Rabat - During an election ceremony held last Friday in Casablanca, Patrice Edouard Ngaissona, president of CAR’s (Central African Republic) football federation, and former chief of the anti-Balaka militia, was elected to CAF’s executive board.
Rabat – During an election ceremony held last Friday in Casablanca, Patrice Edouard Ngaissona, president of CAR’s (Central African Republic) football federation, and former chief of the anti-Balaka militia, was elected to CAF’s executive board.
The Central African official is said to have links with the anti-Balaka, a militia group that has been accused of numerous atrocities, including killings and human rights abuses, especially against CAR’s Muslims.
The militia is also associated with the death of Moroccan Blue Helmets in 2017, as a spiral of violent attacks targeted CAR’ Muslim community.
“Today, Morocco has become a blessed land for me”, Mr. Ngaissona told the press after his election.
With 30 voices in favor of his candidacy, the Center African football chief is set to be the representative of Central Africa, in replacement of the Gabonese Pierre Alain Moungeuigui who, with just 23 voices on Friday, failed to renew his mandate.
The Anti-Balaka, meaning “machete-proof “or “invincible” in Sango, CAR’s most spoken local language, presented themselves as the defenders of the country’s Christians and a reaction to the machetes used by the Seleka rebels.
The militia has also been associated with massive terror and numerous exactions under President François Bozizé under whom Mr.
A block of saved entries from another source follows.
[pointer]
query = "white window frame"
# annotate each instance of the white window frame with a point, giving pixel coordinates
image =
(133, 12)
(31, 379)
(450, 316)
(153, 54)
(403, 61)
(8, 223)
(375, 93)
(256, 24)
Ngaissona briefly serves as Minister of Sports, and is accused of partaking in the wave of violence that saw thousands of people flee CAR in 2013.
Al Wihda, a human rights organization based in Bangui, the country’s capital, has declared being “alarmed” by the prospects of a “former Anti-Balaka political coordinator” being elected to a prominent seat in the continent’s football decision-making entity.
In 2015, Mr. Ngaissona was barred from running in his country’s presidential election over concerns regarding his role in the 2013 civil strife.
But when asked about his role in the 2013 violence, Mr. Ngaissona replied: “If these allegations were true, I would not be here today”, explaining that he would not like “to mix football with politics.”
“Everything I’ve done has been for the good of my country”, he added.
Despite all the controversy surrounding Mr. Ngaissona’s pats, CAF’s executive committee approved his candidacy in January, with a CAF spokesman telling the press that, in such matters, the organization only “respects strict statutory criteria”, further saying that CAF does not have an ethical committee.